NEWS OF THE GOLD BAT

Shoeblossom sat disconsolately on the table in the senior day-room. He was not happy in exile. Brewing in the senior day-room was a mere vulgar brawl, lacking all the refining influences of the study. You had to fight for a place at the fire, and when you had got it 'twas not always easy to keep it, and there was no privacy, and the fellows were always bear-fighting, so that it was impossible to read a book quietly for ten consecutive minutes without some ass heaving a cushion at you or turning out the gas. Altogether Shoeblossom yearned for the peace of his study, and wished earnestly that Mr Seymour would withdraw the order of banishment. It was the not being able to read that he objected to chiefly. In place of brewing, the ex-proprietors of studies five, six, and seven now made a practice of going to the school shop. It was more expensive and not nearly so comfortable—there is a romance about a study brew which you can never get anywhere else—but it served, and it was not on this score that he grumbled most. What he hated was having to live in a bear-garden. For Shoeblossom was a man of moods. Give him two or three congenial spirits to back him up, and he would lead the revels with the abandon of a Mr Bultitude (after his return to his original form). But he liked to choose his accomplices, and the gay sparks of the senior day-room did not appeal to him. They were not intellectual enough. In his lucid intervals, he was accustomed to be almost abnormally solemn and respectable. When not promoting some unholy rag, Shoeblossom resembled an elderly gentleman of studious habits. He liked to sit in a comfortable chair and read a book. It was the impossibility of doing this in the senior day-room that led him to try and think of some other haven where he might rest. Had it been summer, he would have taken some literature out on to the cricket-field or the downs, and put in a little steady reading there, with the aid of a bag of cherries. But with the thermometer low, that was impossible.

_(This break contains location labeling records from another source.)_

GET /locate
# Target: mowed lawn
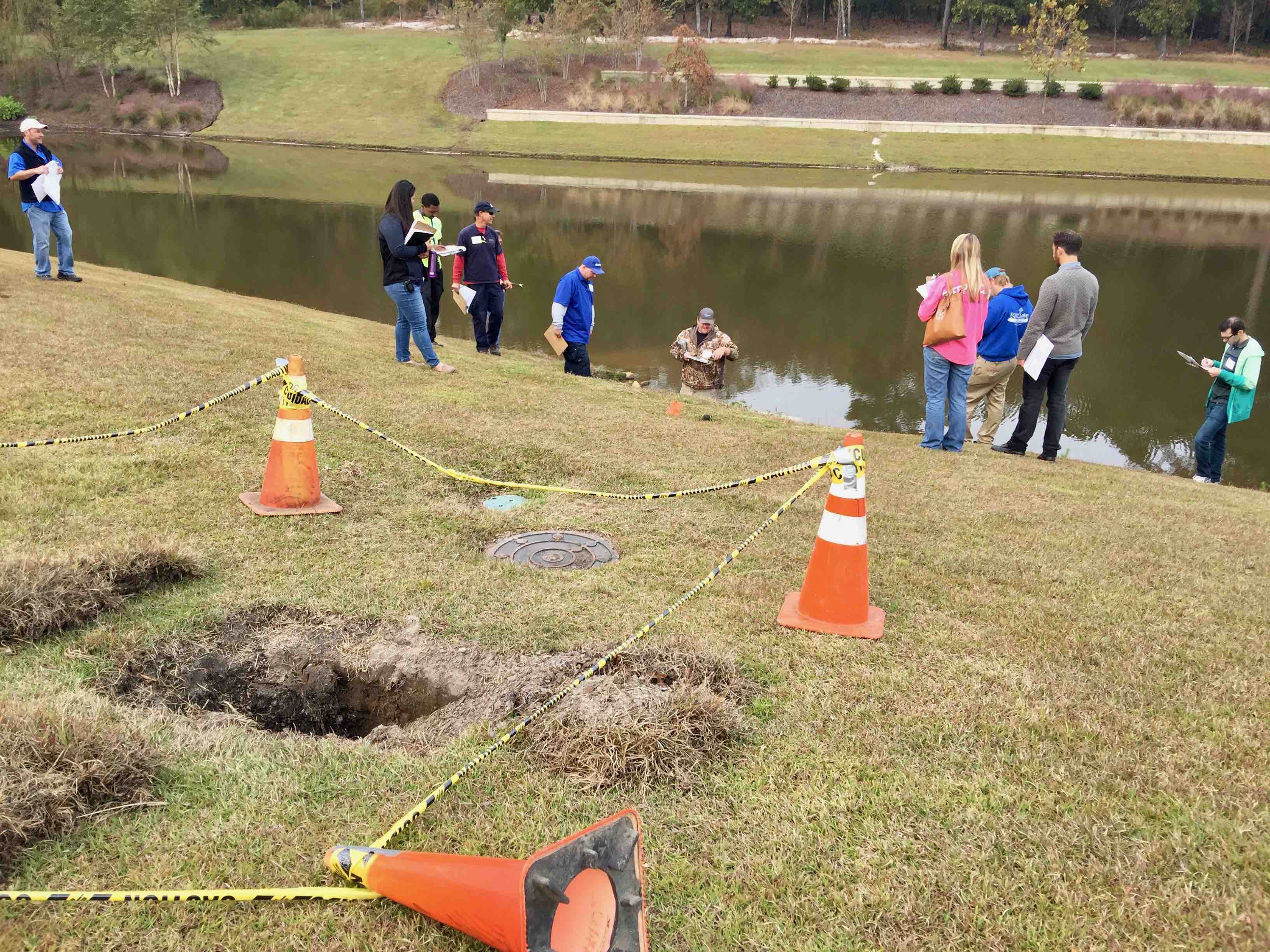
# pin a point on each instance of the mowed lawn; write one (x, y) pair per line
(1060, 743)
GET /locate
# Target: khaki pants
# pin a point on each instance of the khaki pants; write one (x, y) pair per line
(685, 390)
(989, 383)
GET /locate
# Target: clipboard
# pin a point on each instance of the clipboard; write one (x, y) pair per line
(464, 298)
(558, 345)
(1191, 360)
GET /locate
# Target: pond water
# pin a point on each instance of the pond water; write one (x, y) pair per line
(813, 273)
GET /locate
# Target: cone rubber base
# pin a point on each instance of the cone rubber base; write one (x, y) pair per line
(252, 500)
(790, 617)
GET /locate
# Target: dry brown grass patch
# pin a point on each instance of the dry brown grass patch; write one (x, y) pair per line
(44, 596)
(58, 766)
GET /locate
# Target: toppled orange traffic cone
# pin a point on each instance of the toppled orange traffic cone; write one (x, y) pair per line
(835, 596)
(291, 471)
(583, 894)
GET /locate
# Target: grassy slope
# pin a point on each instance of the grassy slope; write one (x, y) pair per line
(800, 59)
(1060, 743)
(383, 88)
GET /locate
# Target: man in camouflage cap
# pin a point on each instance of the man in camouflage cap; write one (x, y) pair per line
(703, 348)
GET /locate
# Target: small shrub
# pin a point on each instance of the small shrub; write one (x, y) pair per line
(1015, 88)
(1246, 115)
(1192, 116)
(11, 110)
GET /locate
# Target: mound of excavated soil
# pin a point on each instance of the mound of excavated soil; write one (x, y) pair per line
(289, 669)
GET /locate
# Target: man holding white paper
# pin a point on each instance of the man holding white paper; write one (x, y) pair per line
(39, 174)
(1060, 324)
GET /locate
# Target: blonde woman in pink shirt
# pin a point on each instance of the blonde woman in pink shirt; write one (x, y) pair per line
(949, 365)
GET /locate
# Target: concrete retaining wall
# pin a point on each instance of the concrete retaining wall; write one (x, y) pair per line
(882, 126)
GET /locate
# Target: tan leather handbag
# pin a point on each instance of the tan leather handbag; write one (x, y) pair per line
(949, 322)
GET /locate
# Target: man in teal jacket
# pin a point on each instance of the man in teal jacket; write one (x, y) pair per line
(1230, 399)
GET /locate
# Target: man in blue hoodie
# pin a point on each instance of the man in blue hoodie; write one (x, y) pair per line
(1004, 328)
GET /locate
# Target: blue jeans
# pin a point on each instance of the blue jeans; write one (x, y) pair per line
(41, 221)
(945, 389)
(1211, 442)
(412, 319)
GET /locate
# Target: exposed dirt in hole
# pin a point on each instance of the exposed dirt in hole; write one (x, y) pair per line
(663, 706)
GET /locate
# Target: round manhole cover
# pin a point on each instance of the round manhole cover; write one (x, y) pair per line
(554, 550)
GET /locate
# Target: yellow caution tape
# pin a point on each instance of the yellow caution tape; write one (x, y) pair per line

He felt very lonely and dismal. He was not a man with many friends. In fact, Barry and the other three were almost the only members of the house with whom he was on speaking-terms. And of these four he saw very little. Drummond and Barry were always out of doors or over at the gymnasium, and as for M'Todd and De Bertini, it was not worth while talking to the one, and impossible to talk to the other. No wonder Shoeblossom felt dull. Once Barry and Drummond had taken him over to the gymnasium with them, but this had bored him worse than ever. They had been hard at it all the time—for, unlike a good many of the school, they went to the gymnasium for business, not to lounge—and he had had to sit about watching them. And watching gymnastics was one of the things he most loathed. Since then he had refused to go.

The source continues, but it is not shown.